There are certain kind of stories where the goal is to create drama, but not so much that you’d have to change characters, locations, or even relationship dynamics. I’ve come to start thinking of these as “soap plots,” in that the goal is to complicate the characters’ lives while avoiding any overall story change. (The origin of the term, of course, comes from soap operas.)

This is different from a story that is about dramatic relationships – who slept with who, who had whose baby in secret, and so on. While these might be stories that are featured in “soaps,” if the plot causes the story to change on any macro scale – new location, new conflicts, new themes, new characters, etc. – then it is not, by definition, a soap plot.
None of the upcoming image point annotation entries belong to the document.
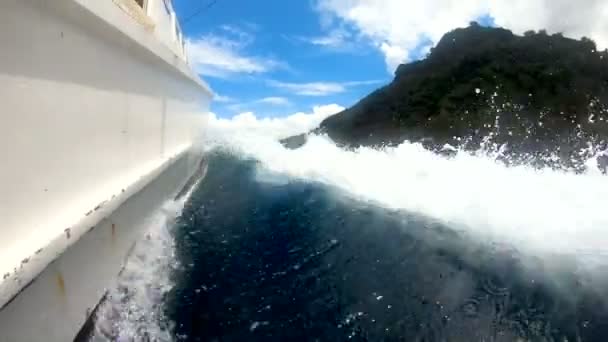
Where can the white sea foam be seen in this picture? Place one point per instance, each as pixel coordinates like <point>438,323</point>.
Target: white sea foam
<point>539,211</point>
<point>133,309</point>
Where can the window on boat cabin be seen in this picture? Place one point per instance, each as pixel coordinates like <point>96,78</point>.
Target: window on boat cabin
<point>167,6</point>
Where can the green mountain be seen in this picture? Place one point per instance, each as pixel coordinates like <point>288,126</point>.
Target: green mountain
<point>538,93</point>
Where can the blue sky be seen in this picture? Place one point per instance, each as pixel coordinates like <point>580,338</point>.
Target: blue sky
<point>278,57</point>
<point>286,37</point>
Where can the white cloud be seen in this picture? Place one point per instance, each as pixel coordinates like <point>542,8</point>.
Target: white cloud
<point>336,39</point>
<point>277,128</point>
<point>222,99</point>
<point>274,100</point>
<point>318,88</point>
<point>398,27</point>
<point>218,56</point>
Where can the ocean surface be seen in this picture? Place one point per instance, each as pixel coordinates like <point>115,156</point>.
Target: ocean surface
<point>324,244</point>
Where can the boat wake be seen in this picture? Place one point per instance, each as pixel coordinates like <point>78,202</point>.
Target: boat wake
<point>543,211</point>
<point>552,217</point>
<point>133,310</point>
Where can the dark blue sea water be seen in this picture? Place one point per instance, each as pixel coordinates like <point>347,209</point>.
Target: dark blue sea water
<point>273,259</point>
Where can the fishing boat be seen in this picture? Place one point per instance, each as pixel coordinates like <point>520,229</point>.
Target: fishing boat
<point>102,120</point>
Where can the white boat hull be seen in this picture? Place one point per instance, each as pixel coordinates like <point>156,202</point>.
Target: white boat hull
<point>99,123</point>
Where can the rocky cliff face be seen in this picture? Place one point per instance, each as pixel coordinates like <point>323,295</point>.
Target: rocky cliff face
<point>539,94</point>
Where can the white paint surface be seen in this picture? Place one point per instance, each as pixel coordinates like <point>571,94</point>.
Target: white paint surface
<point>92,103</point>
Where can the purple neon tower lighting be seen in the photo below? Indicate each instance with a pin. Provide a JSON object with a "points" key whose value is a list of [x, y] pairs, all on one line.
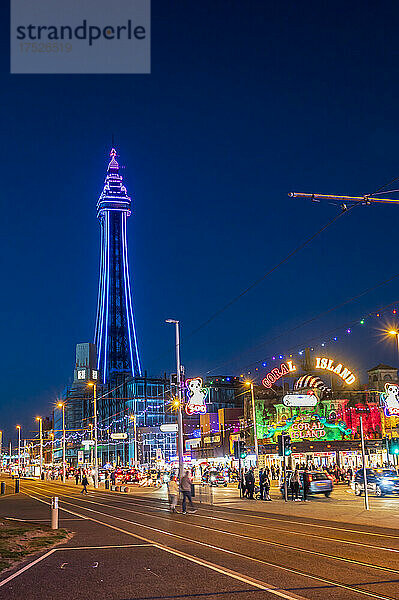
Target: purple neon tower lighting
{"points": [[115, 336]]}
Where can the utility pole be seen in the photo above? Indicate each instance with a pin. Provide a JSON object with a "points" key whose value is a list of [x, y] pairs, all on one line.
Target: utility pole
{"points": [[62, 405], [251, 385], [41, 443], [180, 450], [94, 386], [19, 447], [366, 492]]}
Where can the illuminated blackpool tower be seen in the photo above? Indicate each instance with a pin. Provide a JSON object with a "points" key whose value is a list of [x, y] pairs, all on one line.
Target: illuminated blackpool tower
{"points": [[115, 336]]}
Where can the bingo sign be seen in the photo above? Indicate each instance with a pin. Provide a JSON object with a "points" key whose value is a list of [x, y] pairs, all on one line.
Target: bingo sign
{"points": [[195, 396]]}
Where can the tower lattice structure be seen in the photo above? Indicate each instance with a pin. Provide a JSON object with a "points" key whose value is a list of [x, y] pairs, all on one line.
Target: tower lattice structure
{"points": [[115, 335]]}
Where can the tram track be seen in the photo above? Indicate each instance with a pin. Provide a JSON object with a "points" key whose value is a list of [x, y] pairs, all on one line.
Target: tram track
{"points": [[76, 505]]}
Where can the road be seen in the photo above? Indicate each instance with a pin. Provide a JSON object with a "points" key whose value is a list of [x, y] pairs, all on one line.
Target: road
{"points": [[133, 548]]}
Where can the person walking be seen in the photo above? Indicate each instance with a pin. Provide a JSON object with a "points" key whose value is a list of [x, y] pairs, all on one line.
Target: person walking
{"points": [[295, 485], [185, 486], [306, 485], [262, 476], [242, 484], [250, 483], [85, 483], [173, 492]]}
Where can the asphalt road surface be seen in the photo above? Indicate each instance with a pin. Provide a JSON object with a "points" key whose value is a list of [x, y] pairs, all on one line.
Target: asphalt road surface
{"points": [[133, 548]]}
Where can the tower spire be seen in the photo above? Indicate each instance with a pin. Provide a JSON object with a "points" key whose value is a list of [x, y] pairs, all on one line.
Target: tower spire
{"points": [[115, 335]]}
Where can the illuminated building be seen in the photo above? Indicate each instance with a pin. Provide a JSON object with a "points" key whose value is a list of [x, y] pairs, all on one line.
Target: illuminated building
{"points": [[115, 334]]}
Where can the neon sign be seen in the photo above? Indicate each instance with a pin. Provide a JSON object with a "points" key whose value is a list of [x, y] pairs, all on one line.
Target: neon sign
{"points": [[327, 364], [196, 395], [390, 400], [276, 373], [308, 399]]}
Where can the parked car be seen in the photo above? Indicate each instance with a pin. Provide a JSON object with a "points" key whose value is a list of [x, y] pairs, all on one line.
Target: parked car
{"points": [[319, 483], [379, 481]]}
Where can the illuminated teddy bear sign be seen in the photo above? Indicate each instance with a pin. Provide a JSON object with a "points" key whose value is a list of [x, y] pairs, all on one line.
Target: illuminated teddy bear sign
{"points": [[390, 400], [196, 395]]}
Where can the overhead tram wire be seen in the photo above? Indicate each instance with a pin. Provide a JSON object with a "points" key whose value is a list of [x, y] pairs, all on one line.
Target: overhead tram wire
{"points": [[319, 337], [312, 319], [270, 271]]}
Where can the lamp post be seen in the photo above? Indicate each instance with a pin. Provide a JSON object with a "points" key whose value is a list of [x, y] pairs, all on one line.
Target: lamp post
{"points": [[62, 405], [91, 446], [396, 333], [94, 386], [52, 447], [251, 386], [19, 447], [133, 419], [179, 412], [41, 443]]}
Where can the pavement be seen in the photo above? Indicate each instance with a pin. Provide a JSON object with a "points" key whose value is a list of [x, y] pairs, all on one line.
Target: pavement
{"points": [[132, 547]]}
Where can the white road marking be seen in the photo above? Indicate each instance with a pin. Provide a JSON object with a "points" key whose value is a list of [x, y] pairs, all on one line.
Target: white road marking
{"points": [[224, 550], [26, 567], [256, 539]]}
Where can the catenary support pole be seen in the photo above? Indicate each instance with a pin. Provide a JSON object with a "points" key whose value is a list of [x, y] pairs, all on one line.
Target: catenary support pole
{"points": [[366, 492]]}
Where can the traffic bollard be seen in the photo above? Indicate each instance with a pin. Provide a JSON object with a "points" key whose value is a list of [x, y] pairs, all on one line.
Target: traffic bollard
{"points": [[54, 512]]}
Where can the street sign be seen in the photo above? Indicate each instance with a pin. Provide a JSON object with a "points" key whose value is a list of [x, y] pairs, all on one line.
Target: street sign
{"points": [[168, 428], [118, 436]]}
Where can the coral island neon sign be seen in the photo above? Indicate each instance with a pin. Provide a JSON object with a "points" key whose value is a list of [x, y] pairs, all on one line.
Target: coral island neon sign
{"points": [[390, 400], [196, 395], [322, 363], [310, 427], [327, 364], [276, 373]]}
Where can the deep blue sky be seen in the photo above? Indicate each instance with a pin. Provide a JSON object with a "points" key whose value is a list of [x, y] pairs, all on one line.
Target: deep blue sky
{"points": [[246, 102]]}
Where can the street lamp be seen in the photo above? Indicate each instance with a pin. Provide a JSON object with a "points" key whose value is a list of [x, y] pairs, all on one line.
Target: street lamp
{"points": [[179, 413], [94, 386], [41, 443], [19, 447], [133, 418], [394, 332], [52, 447], [62, 405], [251, 386]]}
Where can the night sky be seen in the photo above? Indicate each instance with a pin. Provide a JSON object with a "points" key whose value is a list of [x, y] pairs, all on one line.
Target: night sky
{"points": [[246, 102]]}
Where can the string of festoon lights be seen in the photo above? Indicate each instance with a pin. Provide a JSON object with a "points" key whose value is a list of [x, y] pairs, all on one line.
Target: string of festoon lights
{"points": [[329, 337], [79, 435]]}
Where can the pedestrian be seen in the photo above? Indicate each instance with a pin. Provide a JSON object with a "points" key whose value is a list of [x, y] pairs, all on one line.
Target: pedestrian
{"points": [[85, 483], [306, 485], [267, 485], [185, 486], [173, 492], [250, 484], [242, 484], [295, 485], [262, 474]]}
Poldark on PBS is the most recent one of these. PBS Masterpiece shows seem prone to these plots: while being ostensibly about the changing times, Downton Abbey steadfastly refused to change much, and resorted to ludicrous legal complications (rape, dead rapists who died under strange circumstances, ex-wives who died under strange circumstances, and so on) to keep the character relationships exactly where they are. The overall experience was a lot of stuff going on, and yet nothing was happening. The choices do not matter, which means there are no stakes.

Poldark is similar in that it keeps throwing obstacles in the way of the characters to maintain a lot of the same dynamics. Though the story is based on a book series, and thus has to keep to some character mixups, there are times that the characters make intentionally stupid choices just to maintain status quo.

One show that found (or was forced to find) a way around this is Halt and Catch Fire, which essentially built a whole new show every season, skipping forward in time to find that a lot of the character dynamics had totally changed and telling a whole new story. Mad Men and The Wire figured out the same methodology. It’s a device that acts as a service for the writer probably even more than the reader: by totally eliminating the option to do the same old same old, you’re forced to innovate.